Shading is possible...see explanation above. ;o)


----------



## susankat (Nov 15, 2008)

Shading is one of the biggest problems with stem plants. You need to make sure that they are kept trimmed and nothing shading the bottoms that much. Mine will do that when they get over grown.

With the swords, I would put some fert tabs under them, they are heavy root feeders, and most of the time when you buy them in stores they are grown emersed and have to adjust to being submerged and you will loose the older leaves as it does that. Also are you using c02 and ferts. With high light you should be doing both.


----------



## jbrianchamberlin (Aug 31, 2009)

I'm not using Co2 simply because I really don't feel like spending another $200 on a set up. The DIY models aren't enough for 75 gallons.


----------



## armedbiggiet (Jun 9, 2009)

The 2L DIY model does enough for 75 gallon. But your problem sounds like lights to me. There are 2 kinds of T5... are you using the higher power one? At this point the kind of plants you are keeping don't need CO2 but even every 2-3 weeks of water change would help too.


----------



## jbrianchamberlin (Aug 31, 2009)

Been doing weekly water changes. I'm trying the plant tabs now instead of the liquid. And I moved the ludwiga so we'll see how it does where light can reach the entire plant.


----------



## jbrianchamberlin (Aug 31, 2009)

Been doing weekly water changes. I'm trying the plant tabs now instead of the liquid. And I moved the ludwiga so we'll see how it does where light can reach the entire plant. 

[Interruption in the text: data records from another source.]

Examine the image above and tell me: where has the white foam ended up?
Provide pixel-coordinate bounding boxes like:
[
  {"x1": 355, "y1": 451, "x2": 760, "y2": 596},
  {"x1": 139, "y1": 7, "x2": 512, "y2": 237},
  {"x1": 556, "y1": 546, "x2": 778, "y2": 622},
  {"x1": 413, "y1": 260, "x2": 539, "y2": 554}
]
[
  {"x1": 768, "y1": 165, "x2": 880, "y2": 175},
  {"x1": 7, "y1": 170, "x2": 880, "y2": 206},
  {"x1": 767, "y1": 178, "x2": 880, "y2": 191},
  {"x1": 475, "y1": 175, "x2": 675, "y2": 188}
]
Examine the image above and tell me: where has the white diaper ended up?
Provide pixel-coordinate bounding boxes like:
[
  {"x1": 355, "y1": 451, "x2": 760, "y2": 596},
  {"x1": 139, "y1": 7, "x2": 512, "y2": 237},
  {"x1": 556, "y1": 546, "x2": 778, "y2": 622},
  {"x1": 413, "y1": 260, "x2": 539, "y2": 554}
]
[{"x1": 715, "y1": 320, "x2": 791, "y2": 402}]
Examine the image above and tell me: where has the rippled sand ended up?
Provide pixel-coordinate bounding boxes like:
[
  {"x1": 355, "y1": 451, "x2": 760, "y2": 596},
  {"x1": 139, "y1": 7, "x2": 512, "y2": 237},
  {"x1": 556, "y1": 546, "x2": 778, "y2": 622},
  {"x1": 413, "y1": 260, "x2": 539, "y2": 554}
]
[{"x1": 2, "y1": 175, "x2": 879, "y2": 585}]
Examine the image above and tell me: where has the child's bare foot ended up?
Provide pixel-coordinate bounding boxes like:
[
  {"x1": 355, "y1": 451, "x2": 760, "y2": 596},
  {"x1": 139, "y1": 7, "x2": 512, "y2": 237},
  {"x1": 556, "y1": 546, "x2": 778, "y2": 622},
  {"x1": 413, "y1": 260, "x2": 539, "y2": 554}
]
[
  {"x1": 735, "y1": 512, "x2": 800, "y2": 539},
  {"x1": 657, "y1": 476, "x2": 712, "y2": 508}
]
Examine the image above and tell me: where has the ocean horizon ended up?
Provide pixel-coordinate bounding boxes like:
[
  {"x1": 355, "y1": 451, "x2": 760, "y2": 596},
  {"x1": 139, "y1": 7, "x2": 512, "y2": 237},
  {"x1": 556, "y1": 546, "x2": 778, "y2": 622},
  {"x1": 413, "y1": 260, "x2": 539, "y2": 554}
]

I ended up tossing the hornwort... loved the way it looked and it really filled out well and grew fast, but damn it left a mess behind. Stuff was always breaking off and floating around. I'm still finding pieces of it in my tank.


----------



## James0816 (Jun 19, 2009)

Yep...good ole hornwort...it sheds like crazy.


----------



## Dmaaaaax (Nov 20, 2008)

jbrianchamberlin said:


> I've got some Amazon Swords that had been doing really good but now I'm getting dark brown spots on the leaves and some green fuzzy algae. Some other plant (can't think of the name) is losing a lot of leaves but I'm also getting a lot of new grown. Looks like the leaves closer to the base are thinning out and the stems are growing taller. I use Flourish and now am thinking maybe I need to bury some fertilizer tabs. Looks like I'm getting new Amazon Sword growth but everything looks dingy.


It sounds like a lack of nutrients, especially iron and/or potassium. This will cause some brown spots, which in tern causes nutrients to leak from the leaf, which then promotes the growth of the algae. I would cut off the bad leaves and focus on making the new growth better by adding root tabs or a liquid fert. Add more (volume) or fert more often, as your plants get bigger. You can't keep dosing the same amount as when you first start.

As for the other plant, if you don't keep them trimmed they will eventually die at the base and grow taller and skinny. If you are too late, I would cut the top and re-plant that, and remove the skinny base.


----------